· deepdives  · 10 min read

Building a Game Engine with WebGPU: Step-by-Step Guide

A practical, step-by-step tutorial that teaches you how to build a simple game engine with WebGPU. Learn initialization, WGSL shaders, buffer & texture management, scene structure, draw submission, and key optimizations that make your engine fast and maintainable.

A practical, step-by-step tutorial that teaches you how to build a simple game engine with WebGPU. Learn initialization, WGSL shaders, buffer & texture management, scene structure, draw submission, and key optimizations that make your engine fast and maintainable.

What you’ll build and why it matters

By the end of this guide you’ll have a small, modular game engine core that renders textured meshes with transform hierarchies, supports efficient per-frame updates, and uses WebGPU features and best practices to stay fast. You’ll understand how to manage GPU resources, design a rendering loop, write WGSL shaders, and apply optimizations like instancing, dynamic uniform offsets, and pipeline/bind-group reuse.

This is practical. You’ll get code snippets, architecture notes, and the reasoning behind each choice so you can adapt the engine to your own game.

Quick overview: the architecture we’ll implement

  • Device + context setup (WebGPU initialization)
  • Resource manager (buffers, textures, samplers, pipelines)
  • Scene/Entity storage (minimal transform graph + mesh references)
  • Renderer (encodes command buffers per frame, performs culling and batching)
  • Optimization layer (instancing, dynamic uniform offsets, staging uploads)

We’ll implement each piece incrementally. Read a section, copy the snippet, run it in a browser that supports WebGPU (see setup notes below), and then continue.

Prerequisites and environment

  • Use a modern Chrome/Edge or Safari Technology Preview with WebGPU enabled.

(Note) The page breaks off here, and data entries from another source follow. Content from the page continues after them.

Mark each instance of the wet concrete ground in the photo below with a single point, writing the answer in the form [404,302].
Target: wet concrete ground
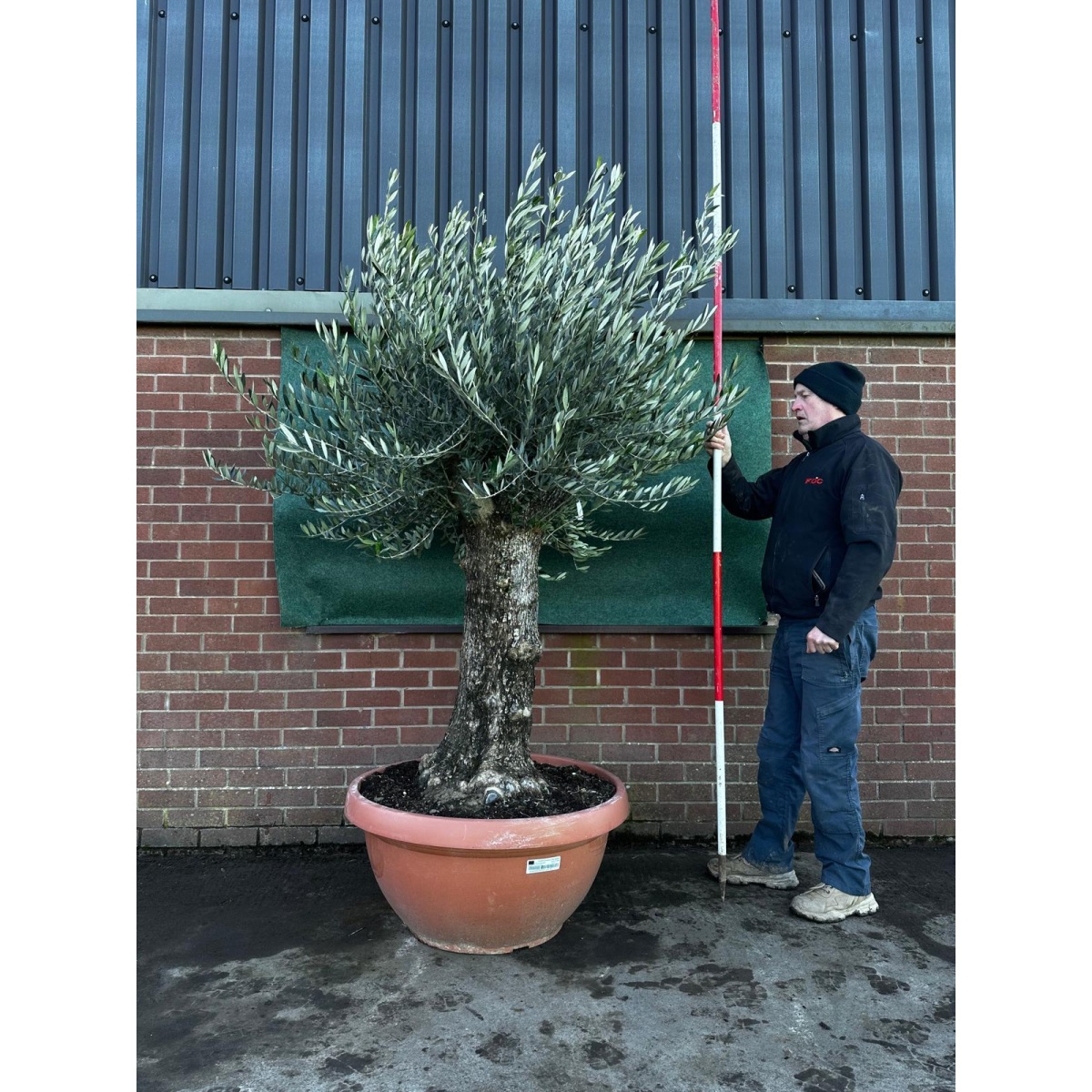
[285,971]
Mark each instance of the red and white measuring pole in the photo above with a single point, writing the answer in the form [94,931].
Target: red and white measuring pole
[718,323]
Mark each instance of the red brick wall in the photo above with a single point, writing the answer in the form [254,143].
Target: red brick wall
[248,732]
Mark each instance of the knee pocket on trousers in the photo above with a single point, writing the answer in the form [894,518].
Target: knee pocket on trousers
[836,707]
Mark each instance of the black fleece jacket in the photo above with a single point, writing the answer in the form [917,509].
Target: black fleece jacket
[834,524]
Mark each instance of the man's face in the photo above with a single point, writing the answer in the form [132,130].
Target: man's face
[811,410]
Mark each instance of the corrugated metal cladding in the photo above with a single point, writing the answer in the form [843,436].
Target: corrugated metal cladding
[267,131]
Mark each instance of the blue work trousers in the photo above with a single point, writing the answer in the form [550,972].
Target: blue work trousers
[808,743]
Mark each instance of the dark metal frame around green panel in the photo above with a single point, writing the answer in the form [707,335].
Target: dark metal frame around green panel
[662,581]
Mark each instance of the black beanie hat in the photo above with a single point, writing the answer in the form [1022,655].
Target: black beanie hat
[834,381]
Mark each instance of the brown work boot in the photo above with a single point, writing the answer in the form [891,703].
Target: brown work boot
[824,904]
[743,872]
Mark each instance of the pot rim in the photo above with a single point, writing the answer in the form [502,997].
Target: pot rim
[469,834]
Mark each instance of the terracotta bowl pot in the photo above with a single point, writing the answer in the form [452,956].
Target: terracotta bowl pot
[486,885]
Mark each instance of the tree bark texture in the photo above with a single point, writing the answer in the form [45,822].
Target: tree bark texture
[486,752]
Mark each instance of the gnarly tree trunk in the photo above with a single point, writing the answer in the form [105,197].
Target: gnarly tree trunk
[486,752]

See the MDN status and instructions: https://developer.mozilla.org/en-US/docs/Web/API/WebGPU_API
  • Basic JavaScript/TypeScript knowledge.
  • Familiarity with GPU concepts (buffers, shaders, pipeline states) helps but I’ll explain the essential parts.

Helpful references:

1) Initialize WebGPU: adapter, device, and canvas context

Start by requesting an adapter and a device and get the GPUCanvasContext from your canvas element.

async function initWebGPU(canvas) {
  if (!navigator.gpu) throw new Error('WebGPU not supported on this platform');

  const adapter = await navigator.gpu.requestAdapter();
  if (!adapter) throw new Error('Failed to get GPU adapter');

  // Request a device; consider requesting requiredFeatures if you need them.
  const device = await adapter.requestDevice();

  const context = canvas.getContext('webgpu');

  const presentationFormat = navigator.gpu.getPreferredCanvasFormat();

  context.configure({
    device,
    format: presentationFormat,
    alphaMode: 'opaque',
  });

  return { device, context, presentationFormat };
}

Notes:

  • getPreferredCanvasFormat returns a format supported on the platform. Use it for swapchain consistency.
  • Check device.limits and device.features to adapt behavior for lower-end devices.

2) Simple render loop and command submission

A typical frame encodes commands into a GPUCommandEncoder, creates a render pass descriptor using the current swap chain texture, and submits the command buffer.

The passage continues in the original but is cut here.